The use of rifampicin as a single agent against MRSA infection is associated with the rapid development of drug resistance [37], and the effectiveness of the rifampicin and daptomycin combination for increasing the clearance of MRSA biofilm has been reported previously [38]. Studies using animal models and retrospective reviews [39, 40] and case reports [41] have also confirmed the synergy and clinical success of daptomycin in combination with rifampicin. Rose et al. [14] showed via checkerboard analysis that the in vitro synergy of this combination was 75%, with 100% predictive value for treatment outcome. However, a similar study [19] showed poor synergism (12%), which is comparable to that observed in our study (1%). Therefore, owing to incomplete clinical data, as no clinical outcome associated with daptomycin combined with rifampicin is demonstrated in our study and probably different epidemiological background of bacterial isolates between our present study and previous ones, the benefits of this combination therapy are unclear.

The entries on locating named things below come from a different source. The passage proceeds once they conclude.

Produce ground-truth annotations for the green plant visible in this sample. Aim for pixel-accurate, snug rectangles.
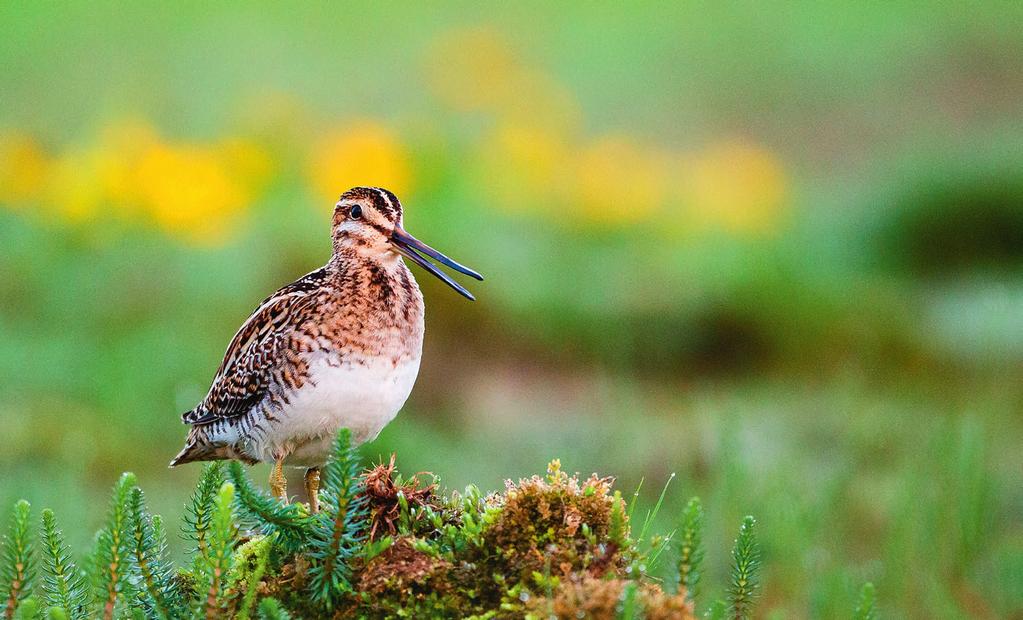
[0,499,36,618]
[0,432,874,620]
[728,516,760,620]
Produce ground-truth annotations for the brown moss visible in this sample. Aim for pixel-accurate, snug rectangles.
[483,460,621,580]
[357,536,468,617]
[363,454,439,540]
[527,576,696,620]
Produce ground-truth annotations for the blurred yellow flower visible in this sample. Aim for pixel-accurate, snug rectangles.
[97,119,161,209]
[575,135,668,224]
[0,133,50,206]
[682,141,788,234]
[481,123,572,212]
[426,27,519,112]
[309,121,412,202]
[136,144,253,243]
[43,148,105,222]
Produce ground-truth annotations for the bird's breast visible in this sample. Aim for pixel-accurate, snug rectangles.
[268,355,419,466]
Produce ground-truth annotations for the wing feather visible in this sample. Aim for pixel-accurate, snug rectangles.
[181,270,323,425]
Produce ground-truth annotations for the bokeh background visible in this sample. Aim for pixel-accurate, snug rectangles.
[0,2,1023,618]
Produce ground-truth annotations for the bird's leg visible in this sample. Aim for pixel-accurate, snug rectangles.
[270,457,287,503]
[306,468,319,515]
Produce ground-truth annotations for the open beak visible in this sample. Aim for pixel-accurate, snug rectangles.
[391,226,483,302]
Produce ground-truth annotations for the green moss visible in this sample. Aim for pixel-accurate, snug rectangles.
[0,439,875,620]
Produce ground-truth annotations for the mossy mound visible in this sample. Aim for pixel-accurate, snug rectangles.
[0,432,873,620]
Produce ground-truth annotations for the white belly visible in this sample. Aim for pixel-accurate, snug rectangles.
[253,356,419,467]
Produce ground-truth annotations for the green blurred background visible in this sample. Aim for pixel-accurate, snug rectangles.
[0,2,1023,618]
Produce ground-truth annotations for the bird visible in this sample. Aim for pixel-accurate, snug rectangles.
[170,187,483,513]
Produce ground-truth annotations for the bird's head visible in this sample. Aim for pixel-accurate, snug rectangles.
[331,187,483,300]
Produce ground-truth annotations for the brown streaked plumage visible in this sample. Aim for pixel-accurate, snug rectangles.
[171,187,483,503]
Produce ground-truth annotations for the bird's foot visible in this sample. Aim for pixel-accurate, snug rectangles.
[270,458,287,503]
[306,468,319,515]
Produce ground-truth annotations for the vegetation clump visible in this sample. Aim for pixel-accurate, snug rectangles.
[0,432,874,620]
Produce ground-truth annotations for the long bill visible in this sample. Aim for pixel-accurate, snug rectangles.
[391,226,483,302]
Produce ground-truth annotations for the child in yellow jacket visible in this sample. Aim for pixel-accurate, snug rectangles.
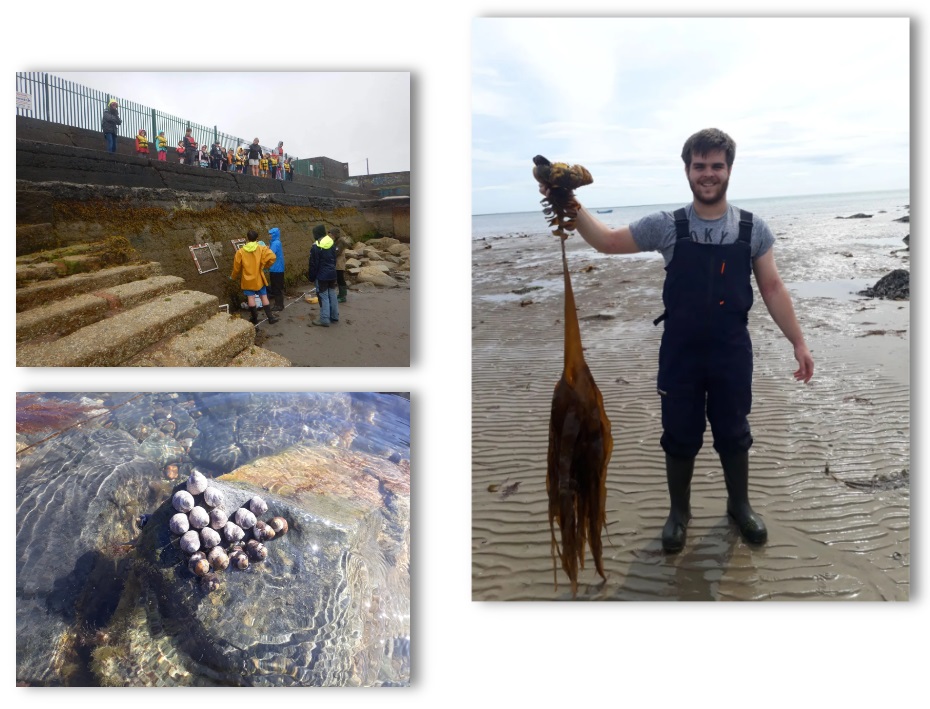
[136,128,149,158]
[229,229,278,325]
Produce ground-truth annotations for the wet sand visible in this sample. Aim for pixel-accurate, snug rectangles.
[245,284,410,367]
[472,230,910,601]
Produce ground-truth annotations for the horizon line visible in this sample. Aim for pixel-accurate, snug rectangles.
[471,187,911,217]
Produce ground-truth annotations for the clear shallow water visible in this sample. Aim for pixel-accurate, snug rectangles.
[16,393,410,686]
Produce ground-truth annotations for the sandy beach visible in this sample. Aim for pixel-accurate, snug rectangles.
[472,215,910,601]
[245,284,410,367]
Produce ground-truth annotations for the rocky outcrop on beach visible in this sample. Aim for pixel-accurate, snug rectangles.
[859,268,911,300]
[346,236,410,288]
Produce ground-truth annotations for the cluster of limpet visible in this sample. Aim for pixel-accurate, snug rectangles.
[168,469,287,592]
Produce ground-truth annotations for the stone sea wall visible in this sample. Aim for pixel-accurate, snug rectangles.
[16,140,410,303]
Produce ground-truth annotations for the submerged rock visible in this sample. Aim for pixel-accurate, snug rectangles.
[859,268,911,300]
[16,394,410,686]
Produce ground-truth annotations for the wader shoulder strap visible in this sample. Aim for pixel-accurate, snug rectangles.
[652,207,691,325]
[736,209,752,244]
[673,208,691,240]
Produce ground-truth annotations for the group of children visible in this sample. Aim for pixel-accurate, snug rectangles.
[229,224,352,327]
[136,128,294,180]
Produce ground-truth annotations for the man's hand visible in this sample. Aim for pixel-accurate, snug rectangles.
[794,342,814,384]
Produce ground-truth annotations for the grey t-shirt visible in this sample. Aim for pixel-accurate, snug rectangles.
[630,204,775,266]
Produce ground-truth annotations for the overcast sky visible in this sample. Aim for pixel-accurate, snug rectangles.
[472,17,910,214]
[49,71,410,175]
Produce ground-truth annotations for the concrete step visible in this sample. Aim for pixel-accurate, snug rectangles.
[16,261,161,313]
[16,276,184,342]
[16,294,110,342]
[16,291,219,367]
[125,313,255,367]
[227,345,291,367]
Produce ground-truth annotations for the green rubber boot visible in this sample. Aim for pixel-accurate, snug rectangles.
[720,451,769,544]
[662,453,694,554]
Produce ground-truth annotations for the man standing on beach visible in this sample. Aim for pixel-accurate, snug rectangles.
[540,128,814,553]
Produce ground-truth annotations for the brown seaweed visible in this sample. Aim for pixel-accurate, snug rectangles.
[533,156,613,597]
[533,155,594,239]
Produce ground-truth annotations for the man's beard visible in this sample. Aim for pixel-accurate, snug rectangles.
[688,177,730,206]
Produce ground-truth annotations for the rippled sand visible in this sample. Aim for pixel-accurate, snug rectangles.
[472,228,910,601]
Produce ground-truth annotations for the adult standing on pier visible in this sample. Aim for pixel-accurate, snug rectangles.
[184,128,200,165]
[100,98,123,153]
[274,140,284,180]
[249,138,262,177]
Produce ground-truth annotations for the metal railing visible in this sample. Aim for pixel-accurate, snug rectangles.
[16,71,270,152]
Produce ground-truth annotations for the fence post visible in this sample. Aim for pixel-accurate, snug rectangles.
[42,72,48,121]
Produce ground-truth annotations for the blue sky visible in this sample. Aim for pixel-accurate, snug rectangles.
[472,17,910,214]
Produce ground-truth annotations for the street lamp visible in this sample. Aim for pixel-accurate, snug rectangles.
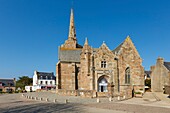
[114,58,120,93]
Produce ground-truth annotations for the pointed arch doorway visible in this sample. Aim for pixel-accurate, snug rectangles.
[98,75,108,92]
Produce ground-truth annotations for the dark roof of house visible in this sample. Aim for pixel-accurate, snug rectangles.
[164,62,170,71]
[0,79,15,87]
[37,72,55,79]
[145,71,151,75]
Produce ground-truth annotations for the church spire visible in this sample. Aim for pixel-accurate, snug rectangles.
[68,9,76,41]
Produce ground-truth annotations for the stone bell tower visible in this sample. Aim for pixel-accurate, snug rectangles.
[61,9,77,49]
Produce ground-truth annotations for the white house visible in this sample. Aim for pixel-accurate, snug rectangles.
[27,71,56,91]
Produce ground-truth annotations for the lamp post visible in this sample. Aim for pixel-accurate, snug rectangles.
[115,58,120,93]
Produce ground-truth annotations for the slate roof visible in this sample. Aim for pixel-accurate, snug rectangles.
[145,71,151,75]
[37,72,55,80]
[164,62,170,71]
[0,79,15,87]
[58,49,82,62]
[112,43,123,54]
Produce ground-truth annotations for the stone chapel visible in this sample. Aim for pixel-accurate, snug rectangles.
[56,9,144,98]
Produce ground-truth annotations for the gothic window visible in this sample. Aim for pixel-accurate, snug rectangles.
[125,67,130,84]
[101,60,106,68]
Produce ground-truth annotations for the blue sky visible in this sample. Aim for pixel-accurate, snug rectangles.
[0,0,170,78]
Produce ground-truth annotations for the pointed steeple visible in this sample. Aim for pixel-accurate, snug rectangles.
[68,9,76,41]
[84,37,89,45]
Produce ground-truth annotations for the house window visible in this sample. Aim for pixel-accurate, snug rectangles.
[125,67,130,84]
[101,61,106,68]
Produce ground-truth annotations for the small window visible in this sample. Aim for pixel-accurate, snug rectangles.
[101,61,106,68]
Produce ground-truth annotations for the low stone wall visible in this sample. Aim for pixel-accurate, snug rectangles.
[56,89,96,98]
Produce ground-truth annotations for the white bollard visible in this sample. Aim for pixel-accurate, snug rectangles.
[40,97,43,101]
[46,98,49,102]
[97,98,100,103]
[123,95,126,99]
[35,97,37,100]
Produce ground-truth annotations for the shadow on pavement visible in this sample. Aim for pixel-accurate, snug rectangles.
[0,103,85,113]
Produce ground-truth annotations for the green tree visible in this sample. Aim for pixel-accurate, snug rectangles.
[16,76,33,90]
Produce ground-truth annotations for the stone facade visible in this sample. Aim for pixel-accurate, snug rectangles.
[56,10,144,98]
[151,57,170,92]
[0,78,16,92]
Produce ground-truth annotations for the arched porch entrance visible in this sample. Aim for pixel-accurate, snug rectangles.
[98,75,108,92]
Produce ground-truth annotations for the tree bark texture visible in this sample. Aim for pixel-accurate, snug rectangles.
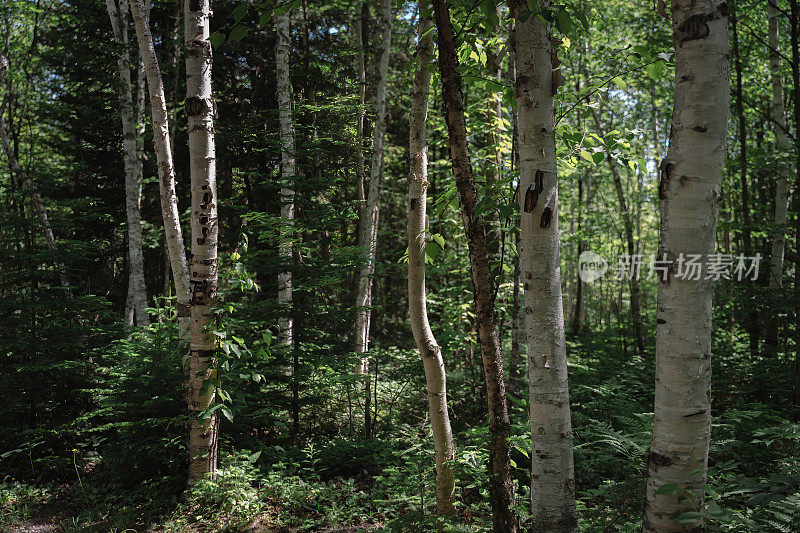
[130,0,194,340]
[0,53,71,295]
[644,0,729,532]
[275,11,297,346]
[408,3,455,516]
[764,0,792,358]
[354,0,392,374]
[183,0,219,484]
[514,0,577,532]
[106,0,150,326]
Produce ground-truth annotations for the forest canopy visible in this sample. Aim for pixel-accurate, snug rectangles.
[0,0,800,533]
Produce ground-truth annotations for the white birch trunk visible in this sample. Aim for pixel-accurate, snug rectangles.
[353,2,367,222]
[764,0,792,357]
[515,0,577,532]
[275,11,297,346]
[0,53,71,290]
[106,0,150,326]
[354,0,392,373]
[183,0,219,484]
[644,0,729,532]
[408,6,455,516]
[130,0,189,338]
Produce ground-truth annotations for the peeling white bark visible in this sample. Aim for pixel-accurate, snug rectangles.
[408,3,455,516]
[183,0,219,484]
[644,0,729,532]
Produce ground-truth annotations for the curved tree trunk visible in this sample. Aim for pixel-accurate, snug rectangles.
[184,0,219,484]
[275,11,297,346]
[644,0,729,532]
[408,5,455,516]
[514,0,578,532]
[106,0,150,326]
[433,0,519,533]
[130,0,194,338]
[354,0,392,374]
[764,0,792,358]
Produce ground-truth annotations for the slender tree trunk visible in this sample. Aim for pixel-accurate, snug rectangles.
[408,3,455,516]
[275,7,300,433]
[0,53,71,290]
[354,2,367,227]
[569,176,588,335]
[789,0,800,410]
[507,230,523,396]
[106,0,150,326]
[592,109,644,354]
[764,0,792,358]
[130,0,189,336]
[183,0,219,484]
[275,11,297,347]
[644,0,729,532]
[514,0,578,532]
[433,0,519,532]
[354,0,392,374]
[136,0,149,185]
[729,2,759,357]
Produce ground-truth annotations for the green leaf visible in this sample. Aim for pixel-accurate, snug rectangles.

Our study had certain limitations. First, although the present study showed the synergistic effects of daptomycin in combination with some drugs, the insufficient clinical data limited our interpretation of the correlation between the in vitro studies and treatment outcome. Second, this study was conducted using the population of a single country, Taiwan; thus worldwide generalization should be made carefully. Finally, some antimicrobial agents effectively against MRSA, like ceftaroline (not available in Taiwan when this manuscript was written), were not included for assessment of the in vitro antibacterial effects.

Conclusions

In conclusion, our study showed that daptomycin in combination with fosfomycin had a high synergistic/additive effect against MRSA with an MIC of 1 mg/L for daptomycin. Hence, combination therapy with daptomycin and fosfomycin may be an effective therapeutic strategy for MRSA infection with high MIC for daptomycin as compared to monotherapy. However, further clinical research should be conducted to verify the synergistic mechanism of these antimicrobial agents.